Exhibit 4.81
Summary of the Private Instrument of Investment, Share Purchase, and Sale Agreement, entered into on May 20, 2024, related to the Acquisition of Companhia Agrícola Novo Horizonte S.A.
Parties: Agrifirma Agro Ltda., as buyer, and Rafael Barbosa Maia, Martin Weege, Carbono Investimento Ltda. and Zmax Agro Cia, as sellers (the “Parties”), and Companhia Agrícola Novo Horizonte S.A., as consenting party.
Purpose: On May 20, 2024, the Parties entered into a Private Instrument of Investment, Share Purchase, and Sale Agreement (the “Merger Agreement”), pursuant to which they agreed, for the present value amount of R$36.4 million, upon the terms and conditions of merger of Companhia Agrícola Novo Horizonte S.A. into Agrifirma, whereby Agrifirma would receive all of Companhia Agrícola Novo Horizonte S.A.’s assets, rights and obligations.
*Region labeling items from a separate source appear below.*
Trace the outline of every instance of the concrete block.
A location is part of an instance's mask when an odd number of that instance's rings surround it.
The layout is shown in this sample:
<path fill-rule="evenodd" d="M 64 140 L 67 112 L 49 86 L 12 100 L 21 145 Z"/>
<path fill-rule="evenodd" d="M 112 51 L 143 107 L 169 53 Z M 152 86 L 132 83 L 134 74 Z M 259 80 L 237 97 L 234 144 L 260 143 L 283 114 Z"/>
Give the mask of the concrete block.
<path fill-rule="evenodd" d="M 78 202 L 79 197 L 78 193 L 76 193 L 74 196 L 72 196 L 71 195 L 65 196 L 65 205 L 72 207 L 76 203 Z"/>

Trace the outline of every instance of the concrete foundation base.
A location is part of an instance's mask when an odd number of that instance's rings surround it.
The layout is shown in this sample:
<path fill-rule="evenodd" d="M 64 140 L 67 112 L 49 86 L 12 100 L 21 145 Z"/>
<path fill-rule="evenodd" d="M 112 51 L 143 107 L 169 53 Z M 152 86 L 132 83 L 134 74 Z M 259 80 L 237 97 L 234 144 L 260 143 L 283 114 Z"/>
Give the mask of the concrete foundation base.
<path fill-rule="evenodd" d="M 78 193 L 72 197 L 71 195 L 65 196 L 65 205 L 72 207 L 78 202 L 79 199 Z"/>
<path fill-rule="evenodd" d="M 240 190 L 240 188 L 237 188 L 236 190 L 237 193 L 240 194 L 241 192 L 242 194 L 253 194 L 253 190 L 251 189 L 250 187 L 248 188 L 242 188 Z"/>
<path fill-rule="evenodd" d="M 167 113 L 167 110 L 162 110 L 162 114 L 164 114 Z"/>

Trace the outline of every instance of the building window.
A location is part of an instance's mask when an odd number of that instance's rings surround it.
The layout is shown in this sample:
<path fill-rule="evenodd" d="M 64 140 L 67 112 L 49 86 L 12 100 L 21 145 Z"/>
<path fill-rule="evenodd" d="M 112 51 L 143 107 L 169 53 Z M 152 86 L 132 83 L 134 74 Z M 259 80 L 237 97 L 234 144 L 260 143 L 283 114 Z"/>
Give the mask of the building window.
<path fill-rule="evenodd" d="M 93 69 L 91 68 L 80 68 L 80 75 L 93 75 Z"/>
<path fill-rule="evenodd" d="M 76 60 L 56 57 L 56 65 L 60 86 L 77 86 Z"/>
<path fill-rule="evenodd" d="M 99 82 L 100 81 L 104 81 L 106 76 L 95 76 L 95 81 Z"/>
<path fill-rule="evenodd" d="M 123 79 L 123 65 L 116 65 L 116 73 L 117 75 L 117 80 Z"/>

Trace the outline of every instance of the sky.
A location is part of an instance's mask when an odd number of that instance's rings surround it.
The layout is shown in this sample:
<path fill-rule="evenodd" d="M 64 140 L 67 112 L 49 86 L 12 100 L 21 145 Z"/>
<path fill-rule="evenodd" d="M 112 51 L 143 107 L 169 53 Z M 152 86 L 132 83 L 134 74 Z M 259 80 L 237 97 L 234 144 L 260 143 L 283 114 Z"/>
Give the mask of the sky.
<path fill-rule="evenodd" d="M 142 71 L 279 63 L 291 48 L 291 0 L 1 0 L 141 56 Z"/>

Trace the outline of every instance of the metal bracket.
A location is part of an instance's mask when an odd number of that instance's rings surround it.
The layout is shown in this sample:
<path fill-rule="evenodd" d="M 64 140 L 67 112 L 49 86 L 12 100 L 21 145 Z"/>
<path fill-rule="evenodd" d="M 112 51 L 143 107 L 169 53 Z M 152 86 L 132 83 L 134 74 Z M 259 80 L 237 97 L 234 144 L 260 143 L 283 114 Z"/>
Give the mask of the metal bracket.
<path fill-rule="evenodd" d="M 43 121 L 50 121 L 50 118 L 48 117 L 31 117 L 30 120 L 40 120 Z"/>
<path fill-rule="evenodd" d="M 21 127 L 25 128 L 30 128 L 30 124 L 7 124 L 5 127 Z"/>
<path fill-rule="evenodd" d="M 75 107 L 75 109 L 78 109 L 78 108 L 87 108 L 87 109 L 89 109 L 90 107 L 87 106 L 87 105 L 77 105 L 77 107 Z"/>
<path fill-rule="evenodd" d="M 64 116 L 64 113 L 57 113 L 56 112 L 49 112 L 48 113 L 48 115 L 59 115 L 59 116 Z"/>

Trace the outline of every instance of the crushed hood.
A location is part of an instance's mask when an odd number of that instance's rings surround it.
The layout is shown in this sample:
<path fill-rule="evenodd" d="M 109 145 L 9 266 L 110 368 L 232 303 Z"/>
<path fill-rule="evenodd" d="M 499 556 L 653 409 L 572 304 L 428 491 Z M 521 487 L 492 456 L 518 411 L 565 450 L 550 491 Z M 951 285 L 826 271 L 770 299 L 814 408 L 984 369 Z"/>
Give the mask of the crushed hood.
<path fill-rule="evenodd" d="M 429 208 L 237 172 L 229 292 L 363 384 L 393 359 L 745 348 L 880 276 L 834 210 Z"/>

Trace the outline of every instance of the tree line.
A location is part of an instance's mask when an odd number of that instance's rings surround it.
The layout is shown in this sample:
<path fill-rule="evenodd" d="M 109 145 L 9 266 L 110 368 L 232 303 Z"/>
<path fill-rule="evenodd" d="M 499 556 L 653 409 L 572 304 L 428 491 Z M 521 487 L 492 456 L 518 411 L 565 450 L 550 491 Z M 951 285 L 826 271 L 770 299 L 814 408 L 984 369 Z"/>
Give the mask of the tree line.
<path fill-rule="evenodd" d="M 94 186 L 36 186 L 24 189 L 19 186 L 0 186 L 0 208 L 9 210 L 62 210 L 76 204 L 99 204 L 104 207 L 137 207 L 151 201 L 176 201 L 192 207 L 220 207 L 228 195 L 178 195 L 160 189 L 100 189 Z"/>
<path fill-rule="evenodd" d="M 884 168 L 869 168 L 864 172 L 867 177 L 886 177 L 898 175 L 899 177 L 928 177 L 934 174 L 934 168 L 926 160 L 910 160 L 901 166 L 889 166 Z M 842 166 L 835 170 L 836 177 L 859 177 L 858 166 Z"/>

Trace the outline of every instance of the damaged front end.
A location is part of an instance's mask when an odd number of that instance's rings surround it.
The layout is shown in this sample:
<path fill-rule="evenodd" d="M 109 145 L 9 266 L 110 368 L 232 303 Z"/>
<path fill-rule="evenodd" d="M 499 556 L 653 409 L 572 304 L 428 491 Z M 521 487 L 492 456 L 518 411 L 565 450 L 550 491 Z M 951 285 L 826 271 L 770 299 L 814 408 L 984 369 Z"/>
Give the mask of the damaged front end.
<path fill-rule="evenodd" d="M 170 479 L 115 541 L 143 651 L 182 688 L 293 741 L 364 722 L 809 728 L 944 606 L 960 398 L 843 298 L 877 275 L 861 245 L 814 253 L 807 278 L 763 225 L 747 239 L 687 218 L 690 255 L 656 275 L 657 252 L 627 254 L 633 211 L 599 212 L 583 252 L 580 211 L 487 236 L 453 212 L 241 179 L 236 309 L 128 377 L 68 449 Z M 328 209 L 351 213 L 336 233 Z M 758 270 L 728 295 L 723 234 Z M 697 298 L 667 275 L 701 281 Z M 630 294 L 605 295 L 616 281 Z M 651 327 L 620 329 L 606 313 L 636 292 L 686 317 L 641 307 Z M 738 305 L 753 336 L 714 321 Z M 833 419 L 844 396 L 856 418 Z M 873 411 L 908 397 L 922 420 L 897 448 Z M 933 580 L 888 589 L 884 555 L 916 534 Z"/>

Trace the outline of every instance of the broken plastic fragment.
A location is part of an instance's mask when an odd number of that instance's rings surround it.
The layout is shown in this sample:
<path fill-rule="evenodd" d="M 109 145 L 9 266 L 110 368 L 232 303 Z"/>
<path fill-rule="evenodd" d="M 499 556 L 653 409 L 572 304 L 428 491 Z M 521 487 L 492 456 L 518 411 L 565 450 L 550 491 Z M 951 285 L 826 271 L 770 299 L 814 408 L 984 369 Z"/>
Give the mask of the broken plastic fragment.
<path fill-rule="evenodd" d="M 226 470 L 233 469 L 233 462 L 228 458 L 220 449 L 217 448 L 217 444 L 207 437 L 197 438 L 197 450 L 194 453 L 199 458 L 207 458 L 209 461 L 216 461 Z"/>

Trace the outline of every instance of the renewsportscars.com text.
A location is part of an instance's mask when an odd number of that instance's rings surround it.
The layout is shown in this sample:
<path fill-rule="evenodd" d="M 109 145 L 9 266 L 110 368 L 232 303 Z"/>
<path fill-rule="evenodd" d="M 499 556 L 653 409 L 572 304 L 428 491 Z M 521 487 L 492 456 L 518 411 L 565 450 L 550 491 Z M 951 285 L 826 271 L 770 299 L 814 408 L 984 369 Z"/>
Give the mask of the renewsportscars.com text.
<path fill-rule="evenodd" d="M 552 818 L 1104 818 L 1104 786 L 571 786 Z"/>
The completion of the acquisition was subject to certain requirements and conditions precedent, such as antitrust approvals, Agrifirma and Novo Horizonte’s general shareholders meeting approval, besides the fulfillment of certain obligation and third-party consents, among others, which were met on August 6, 2024, following which Agrifirma obtained control of Novo Horizonte. Based on the terms of the Merger Agreement, the consideration transferred in the form of common shares was determined based on an initial exchange ratio price, final exchange ratio price and adjustments due to indemnifications. Pursuant to the Merger Agreement, the preliminary price was adjusted to reflect the changes in the assets described above on the preliminary balance sheet through the closing date, which was August 6, 2024. The Merger Agreement also sets forth certain obligations for the payment of compensation by Agrifirma and the selling shareholders of Novo Horizonte if certain contractually indemnifiable losses occur. On October 17, 2024, Agrifirma and the selling shareholders of Novo Horizonte signed an agreement agreeing on the final adjustment to exchange ratio price of the transaction.